I know this is a long-standing, deeply embedded issue, but it's something I come up against so regularly, and that I see beginners to R struggle with so regularly, that I'd love to have a satisfactory solution. My google and SO searches have come up empty so far, but please point me in the right direction if this is duplicated elsewhere.
TL;DR: Is there a way to use something like the POSIXct class without a timezone? I generally use tz="UTC" regardless of the actual timezone of the dataset, but it's a messy hack IMO, and I don't particularly like it.

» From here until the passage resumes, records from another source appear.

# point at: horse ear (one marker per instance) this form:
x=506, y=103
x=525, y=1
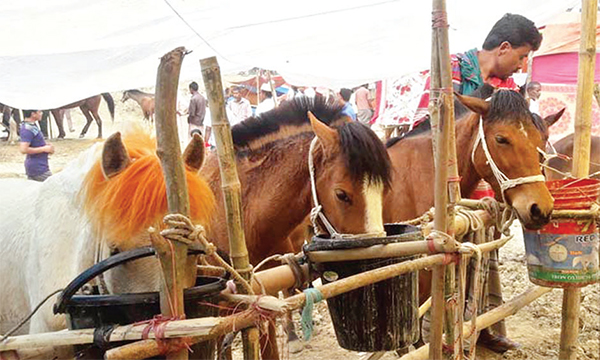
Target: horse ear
x=551, y=119
x=327, y=135
x=474, y=104
x=193, y=156
x=114, y=156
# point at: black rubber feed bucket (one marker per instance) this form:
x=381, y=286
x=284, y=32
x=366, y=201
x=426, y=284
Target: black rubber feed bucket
x=382, y=316
x=103, y=311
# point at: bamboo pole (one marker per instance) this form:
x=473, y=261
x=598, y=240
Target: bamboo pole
x=581, y=157
x=230, y=185
x=491, y=317
x=169, y=152
x=272, y=85
x=202, y=329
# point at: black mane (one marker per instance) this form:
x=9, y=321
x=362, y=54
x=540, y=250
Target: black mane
x=364, y=153
x=293, y=112
x=508, y=104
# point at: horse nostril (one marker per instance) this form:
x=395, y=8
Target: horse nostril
x=537, y=214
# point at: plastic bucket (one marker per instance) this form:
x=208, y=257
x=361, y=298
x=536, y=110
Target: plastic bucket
x=563, y=254
x=379, y=317
x=574, y=193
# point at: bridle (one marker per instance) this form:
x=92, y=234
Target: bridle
x=503, y=180
x=316, y=213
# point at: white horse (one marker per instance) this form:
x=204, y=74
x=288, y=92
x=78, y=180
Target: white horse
x=52, y=231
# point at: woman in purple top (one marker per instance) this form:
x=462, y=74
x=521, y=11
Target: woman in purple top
x=35, y=147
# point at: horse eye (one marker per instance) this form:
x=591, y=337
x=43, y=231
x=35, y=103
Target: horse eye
x=502, y=140
x=342, y=196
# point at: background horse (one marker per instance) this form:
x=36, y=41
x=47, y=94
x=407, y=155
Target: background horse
x=352, y=170
x=565, y=146
x=144, y=100
x=513, y=137
x=89, y=107
x=106, y=199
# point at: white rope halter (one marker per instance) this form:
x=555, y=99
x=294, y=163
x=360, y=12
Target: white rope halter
x=316, y=212
x=503, y=180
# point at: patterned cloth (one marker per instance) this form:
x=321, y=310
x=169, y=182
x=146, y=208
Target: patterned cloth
x=466, y=78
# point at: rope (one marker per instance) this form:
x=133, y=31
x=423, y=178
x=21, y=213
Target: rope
x=183, y=230
x=503, y=180
x=313, y=296
x=26, y=319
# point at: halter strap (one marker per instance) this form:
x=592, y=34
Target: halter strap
x=316, y=212
x=503, y=180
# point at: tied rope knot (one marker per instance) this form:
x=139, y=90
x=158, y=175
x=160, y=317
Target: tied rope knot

What I want is something like tz=NULL, which would behave the same way as UTC, but without actually adding "UTC" as a tzone attribute.

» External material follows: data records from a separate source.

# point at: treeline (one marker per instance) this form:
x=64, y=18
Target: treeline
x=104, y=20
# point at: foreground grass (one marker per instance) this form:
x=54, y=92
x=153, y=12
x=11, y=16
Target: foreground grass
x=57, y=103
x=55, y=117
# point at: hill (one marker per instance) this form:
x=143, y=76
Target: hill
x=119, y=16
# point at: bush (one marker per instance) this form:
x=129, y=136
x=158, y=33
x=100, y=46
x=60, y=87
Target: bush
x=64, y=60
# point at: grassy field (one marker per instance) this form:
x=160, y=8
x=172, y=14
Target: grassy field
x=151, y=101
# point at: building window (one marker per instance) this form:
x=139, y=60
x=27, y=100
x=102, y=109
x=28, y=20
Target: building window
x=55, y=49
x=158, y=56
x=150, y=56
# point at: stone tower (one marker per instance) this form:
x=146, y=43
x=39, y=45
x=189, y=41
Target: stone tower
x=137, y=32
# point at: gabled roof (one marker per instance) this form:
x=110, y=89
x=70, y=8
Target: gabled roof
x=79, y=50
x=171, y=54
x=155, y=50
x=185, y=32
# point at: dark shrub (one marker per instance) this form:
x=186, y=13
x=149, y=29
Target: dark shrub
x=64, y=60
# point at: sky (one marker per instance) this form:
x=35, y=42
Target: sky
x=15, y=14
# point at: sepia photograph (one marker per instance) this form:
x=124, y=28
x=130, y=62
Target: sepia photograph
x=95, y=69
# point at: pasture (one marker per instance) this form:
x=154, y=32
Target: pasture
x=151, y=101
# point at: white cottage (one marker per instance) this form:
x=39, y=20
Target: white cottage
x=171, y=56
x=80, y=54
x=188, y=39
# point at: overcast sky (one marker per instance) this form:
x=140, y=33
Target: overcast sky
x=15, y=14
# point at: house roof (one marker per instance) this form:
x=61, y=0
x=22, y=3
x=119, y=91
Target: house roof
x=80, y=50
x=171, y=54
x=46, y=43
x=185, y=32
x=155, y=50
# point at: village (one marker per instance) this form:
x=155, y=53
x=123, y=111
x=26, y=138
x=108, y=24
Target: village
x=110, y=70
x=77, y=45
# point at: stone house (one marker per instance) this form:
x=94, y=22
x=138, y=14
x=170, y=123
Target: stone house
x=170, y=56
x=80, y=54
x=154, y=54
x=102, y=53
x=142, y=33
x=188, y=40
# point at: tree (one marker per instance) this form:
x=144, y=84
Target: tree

I'll start with an example (there are plenty) of typical timezone issues. Creating an object with POSIXct values:
df <- data.frame( timestamp = as.POSIXct( c( "2018-01-01 03:00:00",
                                             "2018-01-01 12:00:00" ) ),
                  a = 1:2 )
df
#             timestamp a
# 1 2018-01-01 03:00:00 1
# 2 2018-01-01 12:00:00 2
That's all fine, but then I try to convert the timestamps to dates:
df$date <- as.Date( df$timestamp )
df
#             timestamp a       date
# 1 2018-01-01 03:00:00 1 2017-12-31
# 2 2018-01-01 12:00:00 2 2018-01-01
The dates have converted incorrectly, because my computer locale is in Australian Eastern Time, meaning that the numeric values of the timestamps have been shifted by the offset relevant to my locale (in this case -11hrs). We can see this by forcing the timezone to UTC, then comparing the values before and after:
df$timestamp[1]
# [1] "2018-01-01 03:00:00 AEDT"
x <- lubridate::force_tz( df$timestamp[1], "UTC" ); x
# [1] "2018-01-01 03:00:00 UTC"
difftime( df$timestamp[1], x )
# Time difference of -11 hours
That's just one example of the issues cause by timezones. There are others, but I won't go into them here.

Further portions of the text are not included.